Blake keyed the channel. "What's wrong?"

"The removal of the inner hull represents a critical transition point," Aubrey said. "This is the final refit. Once begun in earnest, I will need sufficient autonomous capacity to compensate for lost structural redundancies."

Blake swallowed. "You're saying we don't half-ass this."

"Correct," Aubrey replied. "We do not survive half-assing this."

Gunny nodded. "Copy that."

Aubrey continued, "I will begin restructuring the cargo bay. A recessed vehicle storage space will be fabricated beneath the existing deck."

Blake blinked. "You're… putting the ATAC under the cargo bay?"

"Yes. It will preserve internal space and allow rapid deployment."

"…How long?"

"Several hours," Aubrey replied. "Park the vehicle outside until it is ready."

Gunny smirked. "He didn't even sugarcoat it."

Blake exhaled. "Alright. You heard the AI. We're on bot duty."

Blake And Booth Talk Economics (And Fear)

Later—while Gunny supervised bot retrieval with the enthusiasm of someone herding armed beetles—Blake linked up with Booth over comms.

"Okay," Blake said. "Talk to me. What can we sell that won't get us murdered?"

Booth didn't hesitate. "Power regulators. Mid-grade sensor components. Civilian-adaptable targeting assist units. Stuff that's useful but not legendary."

"No miracle tech," Blake said.

"Exactly," Booth replied. "You sell miracles, people ask where you found god."

Blake snorted. "Good rule."

"There's a sweet spot," Booth continued. "Industrial surplus that looks boring. Farmers, fabricators, port operators—they'll buy it without questions."

Blake nodded. "Mark targets."

"I already am," Booth said. "And… sir?"

"Yeah?"

"…Thank you. For not turning this into a weapons empire."

Blake leaned against a bulkhead, staring at the dreadnought's dark interior. "I'm trying very hard not to be that guy."

Booth hesitated. "You're doing better than most."

The ATAC Waits

The upgraded ATAC sat parked just outside the cargo bay, lights dim, systems idle—patient.

Like everything else on this ship, it had gone from "tool" to "responsibility" in under an hour.

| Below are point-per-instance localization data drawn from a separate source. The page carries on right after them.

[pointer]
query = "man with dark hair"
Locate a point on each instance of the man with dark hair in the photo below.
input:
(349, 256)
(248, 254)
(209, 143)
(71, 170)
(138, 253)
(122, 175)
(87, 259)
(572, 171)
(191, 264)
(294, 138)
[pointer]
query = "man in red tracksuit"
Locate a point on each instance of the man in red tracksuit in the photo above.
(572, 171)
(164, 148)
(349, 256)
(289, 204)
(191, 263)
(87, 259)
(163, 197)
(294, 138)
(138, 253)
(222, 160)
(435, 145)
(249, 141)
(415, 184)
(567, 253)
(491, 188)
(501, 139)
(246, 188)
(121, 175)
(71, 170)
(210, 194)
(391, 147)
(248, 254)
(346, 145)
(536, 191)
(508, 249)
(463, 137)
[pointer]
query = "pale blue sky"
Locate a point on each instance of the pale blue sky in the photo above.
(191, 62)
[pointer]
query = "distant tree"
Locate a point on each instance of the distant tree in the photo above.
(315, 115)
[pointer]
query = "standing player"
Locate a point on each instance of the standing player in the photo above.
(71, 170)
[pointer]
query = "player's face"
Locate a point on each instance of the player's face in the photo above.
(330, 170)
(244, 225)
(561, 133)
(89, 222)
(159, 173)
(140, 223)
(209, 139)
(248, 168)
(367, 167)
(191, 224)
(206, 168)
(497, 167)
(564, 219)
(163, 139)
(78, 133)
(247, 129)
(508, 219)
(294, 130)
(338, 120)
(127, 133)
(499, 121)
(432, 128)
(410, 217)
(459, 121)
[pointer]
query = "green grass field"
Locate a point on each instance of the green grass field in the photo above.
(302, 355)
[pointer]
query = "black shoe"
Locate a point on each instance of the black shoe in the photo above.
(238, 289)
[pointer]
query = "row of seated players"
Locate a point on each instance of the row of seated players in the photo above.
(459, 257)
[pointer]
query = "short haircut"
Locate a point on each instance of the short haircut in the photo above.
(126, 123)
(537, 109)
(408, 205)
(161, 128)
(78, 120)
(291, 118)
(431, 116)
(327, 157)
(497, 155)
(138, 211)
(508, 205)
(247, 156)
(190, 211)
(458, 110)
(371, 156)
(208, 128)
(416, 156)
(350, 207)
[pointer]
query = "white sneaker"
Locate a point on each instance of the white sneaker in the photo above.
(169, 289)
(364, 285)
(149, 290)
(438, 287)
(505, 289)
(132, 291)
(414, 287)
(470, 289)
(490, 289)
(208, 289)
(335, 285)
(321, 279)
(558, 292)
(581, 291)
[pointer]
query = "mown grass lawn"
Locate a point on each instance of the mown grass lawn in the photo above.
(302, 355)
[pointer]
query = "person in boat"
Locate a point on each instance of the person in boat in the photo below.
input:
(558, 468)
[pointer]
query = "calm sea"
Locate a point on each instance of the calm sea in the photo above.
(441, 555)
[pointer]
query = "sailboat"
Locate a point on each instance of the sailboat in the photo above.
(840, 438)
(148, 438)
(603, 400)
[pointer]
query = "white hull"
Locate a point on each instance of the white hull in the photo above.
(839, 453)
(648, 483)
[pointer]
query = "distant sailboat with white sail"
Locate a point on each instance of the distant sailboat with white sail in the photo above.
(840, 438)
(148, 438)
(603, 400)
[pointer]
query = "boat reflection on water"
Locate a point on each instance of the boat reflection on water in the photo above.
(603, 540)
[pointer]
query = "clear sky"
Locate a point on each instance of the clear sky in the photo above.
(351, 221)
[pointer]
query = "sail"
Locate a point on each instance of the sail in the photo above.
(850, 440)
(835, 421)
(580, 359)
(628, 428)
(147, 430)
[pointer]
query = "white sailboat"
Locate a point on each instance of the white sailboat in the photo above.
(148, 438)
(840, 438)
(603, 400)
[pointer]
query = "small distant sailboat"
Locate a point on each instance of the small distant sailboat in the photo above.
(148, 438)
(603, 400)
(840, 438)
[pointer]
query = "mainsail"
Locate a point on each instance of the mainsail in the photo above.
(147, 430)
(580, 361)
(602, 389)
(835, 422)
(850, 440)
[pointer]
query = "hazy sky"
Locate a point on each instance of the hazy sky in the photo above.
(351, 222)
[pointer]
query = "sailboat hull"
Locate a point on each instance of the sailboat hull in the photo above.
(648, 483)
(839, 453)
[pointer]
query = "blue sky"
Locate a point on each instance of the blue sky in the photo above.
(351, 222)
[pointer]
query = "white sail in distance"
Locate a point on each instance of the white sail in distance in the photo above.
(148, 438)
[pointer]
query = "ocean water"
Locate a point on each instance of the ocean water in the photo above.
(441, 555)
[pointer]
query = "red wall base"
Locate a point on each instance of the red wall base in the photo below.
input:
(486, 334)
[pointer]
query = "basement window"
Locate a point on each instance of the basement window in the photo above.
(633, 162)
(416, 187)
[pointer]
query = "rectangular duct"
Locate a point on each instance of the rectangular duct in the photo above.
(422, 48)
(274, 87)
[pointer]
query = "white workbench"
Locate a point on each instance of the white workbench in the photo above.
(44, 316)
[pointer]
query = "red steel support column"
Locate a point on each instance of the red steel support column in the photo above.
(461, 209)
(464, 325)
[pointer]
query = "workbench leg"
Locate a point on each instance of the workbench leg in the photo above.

Blake glanced at it, then at the growing swarm of repair bots, then at the schematic showing the cargo bay floor about to be taken apart again.

"…One day," Blake muttered, "I'm going to wake up and nothing will need fixing."

"Statistically," Aubrey replied, "that day is unlikely."

Blake sighed.

The dreadnought loomed around them.

And The Aubrey, once again, began to change—bones shifting, space opening, systems rethinking what they were allowed to be.

All because Blake Fisher couldn't leave well enough alone.

And somehow, that was keeping them alive.